A discussion I frequently have with fellow jazz musicians regards what percentage of a musician’s time is best allocated towards paying homage to the tradition, versus innovating. I’m generally of the camp that stresses innovation and modernity, but I have much respect for those who masterfully devote themselves to keeping a more classic style of improvised music alive, with the caveat that this is executed in the most genuine and immaculate way possible.
What could be a better way to accomplish this goal, than to record at the Mecca-esque Englewood Cliffs, New Jersey locale that has accommodated countless sessions for Prestige, Blue Note, Impulse and CTI, among other record labels? Jazz is a style of music that frequently negates the technicalities of where it’s recorded (“it’s all about the notes, man!”) but a listener would be hard pressed not to notice the unique sound Rudy Van Gelder’s studio imparts, even today, four years after the late engineer’s passing. The thought crossed my mind how perfectly both Grant Stewart’s musicianship and the aforementioned studio fit the mandate of Cellar Music – “timeless, swinging, heartfelt, and resonant.”

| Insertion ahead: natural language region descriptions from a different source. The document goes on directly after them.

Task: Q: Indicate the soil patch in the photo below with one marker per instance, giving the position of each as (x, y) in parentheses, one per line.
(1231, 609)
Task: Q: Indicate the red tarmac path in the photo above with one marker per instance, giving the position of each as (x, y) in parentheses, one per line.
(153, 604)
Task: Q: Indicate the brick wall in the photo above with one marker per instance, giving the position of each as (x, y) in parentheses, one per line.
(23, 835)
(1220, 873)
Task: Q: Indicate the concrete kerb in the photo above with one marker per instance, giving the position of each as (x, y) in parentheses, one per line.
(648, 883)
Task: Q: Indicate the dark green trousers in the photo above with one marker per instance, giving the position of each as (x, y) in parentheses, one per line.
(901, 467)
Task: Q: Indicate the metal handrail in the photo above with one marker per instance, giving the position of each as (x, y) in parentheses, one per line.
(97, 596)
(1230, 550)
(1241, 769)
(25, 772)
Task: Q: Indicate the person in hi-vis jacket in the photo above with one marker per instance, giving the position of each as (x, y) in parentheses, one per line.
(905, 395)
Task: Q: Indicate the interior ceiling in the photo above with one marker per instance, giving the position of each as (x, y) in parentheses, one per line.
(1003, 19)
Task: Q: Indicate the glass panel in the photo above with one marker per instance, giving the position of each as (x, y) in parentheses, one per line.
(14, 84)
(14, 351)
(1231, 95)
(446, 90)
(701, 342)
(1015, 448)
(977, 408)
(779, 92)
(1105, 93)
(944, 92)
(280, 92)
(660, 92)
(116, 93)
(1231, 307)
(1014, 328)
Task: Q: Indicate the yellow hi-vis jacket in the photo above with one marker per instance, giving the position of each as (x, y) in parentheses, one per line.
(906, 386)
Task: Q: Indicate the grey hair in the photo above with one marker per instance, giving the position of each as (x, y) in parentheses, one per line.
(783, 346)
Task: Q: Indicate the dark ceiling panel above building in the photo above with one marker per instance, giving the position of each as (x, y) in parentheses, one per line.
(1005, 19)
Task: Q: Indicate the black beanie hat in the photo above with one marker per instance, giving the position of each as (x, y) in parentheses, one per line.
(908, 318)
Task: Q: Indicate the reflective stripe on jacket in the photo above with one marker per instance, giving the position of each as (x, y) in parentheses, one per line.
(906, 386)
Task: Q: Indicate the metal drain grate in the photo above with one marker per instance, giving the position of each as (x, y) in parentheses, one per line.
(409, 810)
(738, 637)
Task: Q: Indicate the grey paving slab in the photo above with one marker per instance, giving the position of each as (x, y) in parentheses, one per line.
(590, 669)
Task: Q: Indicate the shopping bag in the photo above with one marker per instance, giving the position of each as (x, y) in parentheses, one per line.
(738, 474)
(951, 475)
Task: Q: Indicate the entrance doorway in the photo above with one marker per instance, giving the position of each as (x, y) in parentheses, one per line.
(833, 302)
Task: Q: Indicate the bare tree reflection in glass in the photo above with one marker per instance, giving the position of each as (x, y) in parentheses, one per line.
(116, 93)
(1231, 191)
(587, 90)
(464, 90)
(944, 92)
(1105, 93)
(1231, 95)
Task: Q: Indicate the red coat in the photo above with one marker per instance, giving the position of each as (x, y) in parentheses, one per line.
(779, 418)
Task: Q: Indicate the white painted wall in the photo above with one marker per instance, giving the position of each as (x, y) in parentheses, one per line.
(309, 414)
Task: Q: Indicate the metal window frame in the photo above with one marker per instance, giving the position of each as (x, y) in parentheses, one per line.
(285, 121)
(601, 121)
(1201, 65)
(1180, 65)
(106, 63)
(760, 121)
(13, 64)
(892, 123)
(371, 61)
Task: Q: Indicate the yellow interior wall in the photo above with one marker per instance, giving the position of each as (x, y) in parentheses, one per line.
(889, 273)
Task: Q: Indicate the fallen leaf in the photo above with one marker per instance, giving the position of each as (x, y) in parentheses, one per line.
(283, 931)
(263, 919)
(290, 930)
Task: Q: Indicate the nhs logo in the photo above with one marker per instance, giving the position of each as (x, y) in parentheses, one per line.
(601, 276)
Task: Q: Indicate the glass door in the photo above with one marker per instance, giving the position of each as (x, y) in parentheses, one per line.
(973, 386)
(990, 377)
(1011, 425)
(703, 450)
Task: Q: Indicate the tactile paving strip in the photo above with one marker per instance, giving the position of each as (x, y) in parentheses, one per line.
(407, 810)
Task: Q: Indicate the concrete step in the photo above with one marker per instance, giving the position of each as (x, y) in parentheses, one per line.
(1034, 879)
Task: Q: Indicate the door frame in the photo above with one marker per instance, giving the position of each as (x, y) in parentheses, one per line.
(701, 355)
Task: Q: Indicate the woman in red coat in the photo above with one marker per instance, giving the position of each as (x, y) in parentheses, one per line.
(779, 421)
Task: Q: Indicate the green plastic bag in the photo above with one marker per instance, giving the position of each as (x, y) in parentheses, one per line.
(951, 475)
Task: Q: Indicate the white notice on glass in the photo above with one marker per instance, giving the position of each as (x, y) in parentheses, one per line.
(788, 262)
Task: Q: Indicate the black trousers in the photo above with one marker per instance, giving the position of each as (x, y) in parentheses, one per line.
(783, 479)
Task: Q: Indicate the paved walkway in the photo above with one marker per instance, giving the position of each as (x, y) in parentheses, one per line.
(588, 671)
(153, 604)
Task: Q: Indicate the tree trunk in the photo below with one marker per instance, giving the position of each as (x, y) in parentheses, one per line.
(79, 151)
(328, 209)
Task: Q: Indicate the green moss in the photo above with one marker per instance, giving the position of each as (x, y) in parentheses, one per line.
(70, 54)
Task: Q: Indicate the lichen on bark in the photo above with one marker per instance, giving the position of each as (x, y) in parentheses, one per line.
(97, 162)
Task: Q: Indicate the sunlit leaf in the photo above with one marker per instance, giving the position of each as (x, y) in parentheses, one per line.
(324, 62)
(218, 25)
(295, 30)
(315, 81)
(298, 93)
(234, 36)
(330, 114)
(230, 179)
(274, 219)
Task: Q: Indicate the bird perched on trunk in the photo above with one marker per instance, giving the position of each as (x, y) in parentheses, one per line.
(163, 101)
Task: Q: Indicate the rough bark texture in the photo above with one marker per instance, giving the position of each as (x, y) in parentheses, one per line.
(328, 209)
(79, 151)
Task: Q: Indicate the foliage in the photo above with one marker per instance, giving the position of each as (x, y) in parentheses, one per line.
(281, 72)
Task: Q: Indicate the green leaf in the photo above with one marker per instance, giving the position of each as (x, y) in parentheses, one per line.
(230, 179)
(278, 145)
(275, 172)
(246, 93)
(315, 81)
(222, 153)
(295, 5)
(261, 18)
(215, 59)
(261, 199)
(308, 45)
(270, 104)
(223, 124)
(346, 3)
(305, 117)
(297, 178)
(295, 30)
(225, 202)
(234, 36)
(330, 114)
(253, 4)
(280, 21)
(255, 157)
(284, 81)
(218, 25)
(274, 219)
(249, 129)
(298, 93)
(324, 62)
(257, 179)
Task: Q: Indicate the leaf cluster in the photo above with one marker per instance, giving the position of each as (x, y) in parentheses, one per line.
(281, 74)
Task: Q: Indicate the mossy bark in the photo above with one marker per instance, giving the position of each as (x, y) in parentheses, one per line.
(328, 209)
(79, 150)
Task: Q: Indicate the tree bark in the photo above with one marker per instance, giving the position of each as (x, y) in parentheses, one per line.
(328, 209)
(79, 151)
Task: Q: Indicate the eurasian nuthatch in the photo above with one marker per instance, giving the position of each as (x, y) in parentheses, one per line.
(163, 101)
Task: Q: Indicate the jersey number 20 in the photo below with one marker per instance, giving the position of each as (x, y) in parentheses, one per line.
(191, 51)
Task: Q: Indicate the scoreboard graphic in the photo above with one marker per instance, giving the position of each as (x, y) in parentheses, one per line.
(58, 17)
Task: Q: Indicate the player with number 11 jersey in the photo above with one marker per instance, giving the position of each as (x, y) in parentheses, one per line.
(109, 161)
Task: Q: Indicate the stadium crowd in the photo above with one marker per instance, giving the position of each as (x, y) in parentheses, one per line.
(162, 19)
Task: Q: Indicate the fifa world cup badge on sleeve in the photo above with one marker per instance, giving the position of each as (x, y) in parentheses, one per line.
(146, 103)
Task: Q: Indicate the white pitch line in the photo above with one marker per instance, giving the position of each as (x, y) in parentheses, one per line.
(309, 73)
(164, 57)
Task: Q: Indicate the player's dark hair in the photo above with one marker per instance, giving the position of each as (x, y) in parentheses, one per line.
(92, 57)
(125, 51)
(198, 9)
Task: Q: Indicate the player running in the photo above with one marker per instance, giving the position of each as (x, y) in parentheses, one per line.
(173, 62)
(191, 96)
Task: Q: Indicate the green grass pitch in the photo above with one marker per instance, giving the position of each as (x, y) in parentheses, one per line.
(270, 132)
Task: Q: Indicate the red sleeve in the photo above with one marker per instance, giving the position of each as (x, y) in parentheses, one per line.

Returning to my earlier musings on tradition versus innovation, it strikes me that there is a certain level of commitment necessary to make a recording in 2020 that harkens back to the jazz of the 50s and 60s sound “timeless.” Grant Stewart, along with his stellar band and excellently balanced repertoire, demonstrate this commitment to its fullest extent, making Rise and Shine a treat to listen to.